You are viewing a plain text version of this content. The canonical link for it is here.
Posted to dev@pig.apache.org by "Daniel Dai (JIRA)" <ji...@apache.org> on 2015/05/26 23:18:19 UTC

[jira] [Commented] (PIG-4541) Skewed full outer join does not return records if any relation is empty. Outer join does not return any record if left relation is empty

    [ https://issues.apache.org/jira/browse/PIG-4541?page=com.atlassian.jira.plugin.system.issuetabpanels:comment-tabpanel&focusedCommentId=14559889#comment-14559889 ] 
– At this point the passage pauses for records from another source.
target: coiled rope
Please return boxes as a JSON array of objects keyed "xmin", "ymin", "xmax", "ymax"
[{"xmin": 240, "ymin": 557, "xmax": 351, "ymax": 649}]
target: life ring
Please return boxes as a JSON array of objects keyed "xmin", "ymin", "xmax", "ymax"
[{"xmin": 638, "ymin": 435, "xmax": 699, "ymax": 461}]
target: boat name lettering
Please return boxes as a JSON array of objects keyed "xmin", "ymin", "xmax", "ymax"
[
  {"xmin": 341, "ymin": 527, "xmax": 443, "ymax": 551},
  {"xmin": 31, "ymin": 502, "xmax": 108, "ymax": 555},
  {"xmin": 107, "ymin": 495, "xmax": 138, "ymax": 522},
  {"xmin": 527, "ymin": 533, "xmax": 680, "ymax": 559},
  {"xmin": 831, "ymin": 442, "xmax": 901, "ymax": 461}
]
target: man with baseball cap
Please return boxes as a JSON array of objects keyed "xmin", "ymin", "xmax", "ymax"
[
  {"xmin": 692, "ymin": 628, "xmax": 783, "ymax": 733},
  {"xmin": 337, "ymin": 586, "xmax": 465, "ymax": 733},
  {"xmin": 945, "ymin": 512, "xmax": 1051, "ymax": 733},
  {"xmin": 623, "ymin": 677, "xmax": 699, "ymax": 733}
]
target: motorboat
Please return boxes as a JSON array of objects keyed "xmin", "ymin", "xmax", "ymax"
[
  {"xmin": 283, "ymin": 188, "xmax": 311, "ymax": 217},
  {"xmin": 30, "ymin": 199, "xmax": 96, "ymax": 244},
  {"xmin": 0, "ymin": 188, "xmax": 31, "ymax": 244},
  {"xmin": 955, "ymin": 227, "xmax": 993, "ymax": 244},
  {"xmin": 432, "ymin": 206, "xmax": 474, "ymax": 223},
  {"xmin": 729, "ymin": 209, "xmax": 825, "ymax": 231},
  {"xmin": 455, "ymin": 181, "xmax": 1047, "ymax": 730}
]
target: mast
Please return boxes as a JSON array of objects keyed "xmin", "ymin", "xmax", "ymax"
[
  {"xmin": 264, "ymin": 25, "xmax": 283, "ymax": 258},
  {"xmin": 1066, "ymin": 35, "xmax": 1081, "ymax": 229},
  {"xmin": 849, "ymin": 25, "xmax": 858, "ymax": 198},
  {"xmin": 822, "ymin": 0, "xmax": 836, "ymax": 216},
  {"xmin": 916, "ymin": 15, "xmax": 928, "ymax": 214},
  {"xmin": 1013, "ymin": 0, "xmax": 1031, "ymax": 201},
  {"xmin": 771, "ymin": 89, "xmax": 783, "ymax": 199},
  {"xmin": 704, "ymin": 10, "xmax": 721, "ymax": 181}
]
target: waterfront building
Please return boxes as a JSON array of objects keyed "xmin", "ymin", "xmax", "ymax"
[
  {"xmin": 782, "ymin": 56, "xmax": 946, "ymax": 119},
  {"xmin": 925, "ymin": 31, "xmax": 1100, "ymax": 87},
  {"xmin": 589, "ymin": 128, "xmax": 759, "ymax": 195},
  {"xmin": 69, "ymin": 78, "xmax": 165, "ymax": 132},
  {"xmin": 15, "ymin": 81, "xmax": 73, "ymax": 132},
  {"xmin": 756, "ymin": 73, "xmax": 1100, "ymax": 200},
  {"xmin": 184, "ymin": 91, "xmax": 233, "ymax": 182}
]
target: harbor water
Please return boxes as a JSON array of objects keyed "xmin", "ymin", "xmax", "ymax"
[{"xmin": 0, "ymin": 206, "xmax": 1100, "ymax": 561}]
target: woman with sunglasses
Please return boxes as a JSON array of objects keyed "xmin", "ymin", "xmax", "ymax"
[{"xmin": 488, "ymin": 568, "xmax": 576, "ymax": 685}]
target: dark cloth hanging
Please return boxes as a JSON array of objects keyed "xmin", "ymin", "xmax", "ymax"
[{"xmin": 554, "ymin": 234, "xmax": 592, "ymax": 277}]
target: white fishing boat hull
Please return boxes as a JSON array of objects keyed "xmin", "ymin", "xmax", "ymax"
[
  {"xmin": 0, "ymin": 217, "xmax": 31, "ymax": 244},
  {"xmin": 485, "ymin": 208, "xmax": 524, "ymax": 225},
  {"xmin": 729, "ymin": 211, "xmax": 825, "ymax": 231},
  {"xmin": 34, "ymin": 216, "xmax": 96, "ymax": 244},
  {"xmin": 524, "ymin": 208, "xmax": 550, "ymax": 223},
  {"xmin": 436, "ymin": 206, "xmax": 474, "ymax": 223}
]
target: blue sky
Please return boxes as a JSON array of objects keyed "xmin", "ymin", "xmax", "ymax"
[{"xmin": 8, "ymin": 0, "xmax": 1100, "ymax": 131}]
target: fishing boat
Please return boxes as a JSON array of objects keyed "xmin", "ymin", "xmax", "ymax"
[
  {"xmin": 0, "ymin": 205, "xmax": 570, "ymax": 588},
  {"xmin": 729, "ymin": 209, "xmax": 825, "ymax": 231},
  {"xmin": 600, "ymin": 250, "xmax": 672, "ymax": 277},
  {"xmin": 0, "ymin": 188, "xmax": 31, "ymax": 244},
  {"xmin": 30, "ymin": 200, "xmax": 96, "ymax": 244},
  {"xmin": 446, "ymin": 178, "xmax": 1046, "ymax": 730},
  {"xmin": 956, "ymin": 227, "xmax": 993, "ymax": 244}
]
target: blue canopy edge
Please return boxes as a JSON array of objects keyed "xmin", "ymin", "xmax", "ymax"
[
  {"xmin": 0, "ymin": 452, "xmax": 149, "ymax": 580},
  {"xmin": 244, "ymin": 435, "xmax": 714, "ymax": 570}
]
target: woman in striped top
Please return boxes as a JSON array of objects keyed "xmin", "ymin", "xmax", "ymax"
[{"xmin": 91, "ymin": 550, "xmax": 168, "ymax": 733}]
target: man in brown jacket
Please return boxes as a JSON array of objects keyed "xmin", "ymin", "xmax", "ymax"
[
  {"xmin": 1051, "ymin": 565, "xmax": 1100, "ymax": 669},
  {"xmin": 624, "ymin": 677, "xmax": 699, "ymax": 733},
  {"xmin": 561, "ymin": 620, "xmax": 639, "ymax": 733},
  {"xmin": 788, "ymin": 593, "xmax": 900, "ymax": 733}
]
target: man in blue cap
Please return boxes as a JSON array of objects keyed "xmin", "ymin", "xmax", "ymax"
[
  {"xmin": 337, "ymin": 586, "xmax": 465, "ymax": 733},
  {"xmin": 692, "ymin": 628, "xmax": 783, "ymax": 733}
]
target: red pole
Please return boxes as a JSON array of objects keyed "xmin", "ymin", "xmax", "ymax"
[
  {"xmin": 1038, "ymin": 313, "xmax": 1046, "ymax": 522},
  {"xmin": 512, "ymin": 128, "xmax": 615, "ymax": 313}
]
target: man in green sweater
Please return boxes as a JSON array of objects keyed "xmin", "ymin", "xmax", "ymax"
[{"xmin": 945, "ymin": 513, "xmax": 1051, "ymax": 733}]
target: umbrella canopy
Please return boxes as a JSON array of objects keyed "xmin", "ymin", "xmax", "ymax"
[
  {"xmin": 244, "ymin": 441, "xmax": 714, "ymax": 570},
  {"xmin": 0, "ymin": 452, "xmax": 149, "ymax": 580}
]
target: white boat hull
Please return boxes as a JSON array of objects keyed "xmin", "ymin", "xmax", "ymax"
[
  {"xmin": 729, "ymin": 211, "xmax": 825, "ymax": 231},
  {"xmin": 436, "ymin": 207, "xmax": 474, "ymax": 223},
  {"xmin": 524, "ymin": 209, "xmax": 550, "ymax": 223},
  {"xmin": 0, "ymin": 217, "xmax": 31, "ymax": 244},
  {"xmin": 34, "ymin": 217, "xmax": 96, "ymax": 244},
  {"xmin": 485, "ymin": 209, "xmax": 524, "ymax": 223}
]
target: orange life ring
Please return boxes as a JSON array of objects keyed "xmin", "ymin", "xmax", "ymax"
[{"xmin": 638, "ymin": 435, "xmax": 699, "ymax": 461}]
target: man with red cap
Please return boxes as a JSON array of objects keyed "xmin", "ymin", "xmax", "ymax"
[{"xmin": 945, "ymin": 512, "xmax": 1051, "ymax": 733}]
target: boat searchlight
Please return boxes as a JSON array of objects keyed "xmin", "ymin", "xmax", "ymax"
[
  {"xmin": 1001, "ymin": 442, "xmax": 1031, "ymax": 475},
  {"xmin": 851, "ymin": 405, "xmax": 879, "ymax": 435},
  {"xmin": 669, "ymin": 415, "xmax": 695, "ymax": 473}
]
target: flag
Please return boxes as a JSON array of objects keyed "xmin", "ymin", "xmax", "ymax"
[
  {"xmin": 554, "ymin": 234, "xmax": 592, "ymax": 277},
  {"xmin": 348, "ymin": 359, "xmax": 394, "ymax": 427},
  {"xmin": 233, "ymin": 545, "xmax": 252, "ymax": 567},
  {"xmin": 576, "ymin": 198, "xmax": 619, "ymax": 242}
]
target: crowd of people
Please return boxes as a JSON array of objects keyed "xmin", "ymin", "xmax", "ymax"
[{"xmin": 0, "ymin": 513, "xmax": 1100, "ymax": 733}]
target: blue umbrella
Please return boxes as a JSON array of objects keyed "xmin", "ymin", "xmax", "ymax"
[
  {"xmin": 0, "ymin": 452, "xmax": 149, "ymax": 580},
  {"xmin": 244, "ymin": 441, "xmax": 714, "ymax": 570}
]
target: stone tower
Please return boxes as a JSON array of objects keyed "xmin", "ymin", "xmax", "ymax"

Daniel Dai commented on PIG-4541:
---------------------------------

[~dghosal], I tried Pig 0.14.0 with some of your queries, I cannot reproduce the issue:
1.txt:
1,2
{code}
a = load '1.txt' using PigStorage(',') as (a0, a1);
b = filter a by a0==100;
c = join b by a0 full, a by a0 using 'skewed' parallel 10;
dump c;
{code}
{code}
a = load '1.txt' using PigStorage(',') as (a0, a1);
b = filter a by a0==100;
c = join b by a0 full, a by a0 parallel 2;
dump c;
{code}

Both cases I get the right result.

There is a regression in trunk I will fix shortly.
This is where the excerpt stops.